Lui si che può andare dove gli pare, non ha i limiti delle ruote!
Finalmente in fondo valle, tentavo il quarto e ultimo sentiero della giornata, per risalire al passo di Val Massara dal versante sud ovest; anche questo si rivelava una brutta bestia: dalla contrada partiva subito cattivo ed incazzato, ripido e scivoloso, OK col trial, difficilotto con una enduro; ma poi una doppia trincea rendeva molto rischioso il passaggio di una 2 ruote, di qualunque tipo, e mollavo il colpo.
E qui si ferma il secondo tentativo di ascesa.
Nulla da eccepire, la Gamonda ha mantenuto fede alla sua fama!
Ciao
Alves
la temibile Gamonda non è l’ennesimo mostro partorito dalla fantasia dei “cartonist” jap, come il celeberrimo “Godzilla” apparso in centinaia di film e cartoni animati, ma un molto più anonimo monte di 1000 m.l.m. nelle Prealpi Venete, anche se le affilate creste rocciose che ne disegnano la dorsale sommitale potrebbero ben ricordare le creste squamate che qualche mostro preistorico portava sulla schiena.

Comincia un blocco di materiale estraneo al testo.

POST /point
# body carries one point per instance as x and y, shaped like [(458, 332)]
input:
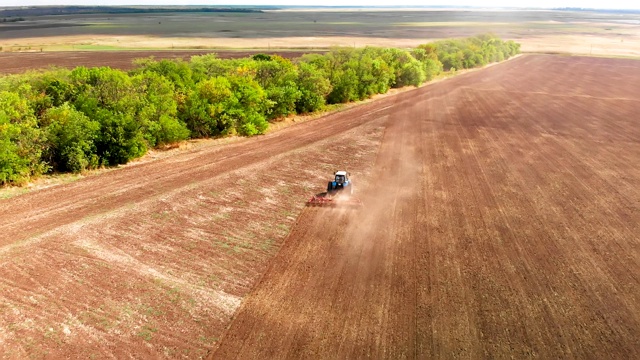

In uno dei volumi della mia biblioteca, nel capitolo riservato a tale montagna, lo scrittore riportava una leggenda raccolta in loco, che recitava più o meno così: “Il senato veneziano, stanco di sentire che sul rupestre monte Gamonda continuavano a succedere disgrazie per frane e slavine, dette ordine di … spianarlo!” Ma l’ordinanza della Serenissima non deve essere stata eseguita, in quanto il monte è ancora al suo posto! Però la storiella illustra con efficacia la natura aspra e forte di questa montagna, e da sola vale ad incuriosirmi e a progettare un giro in quelle balze.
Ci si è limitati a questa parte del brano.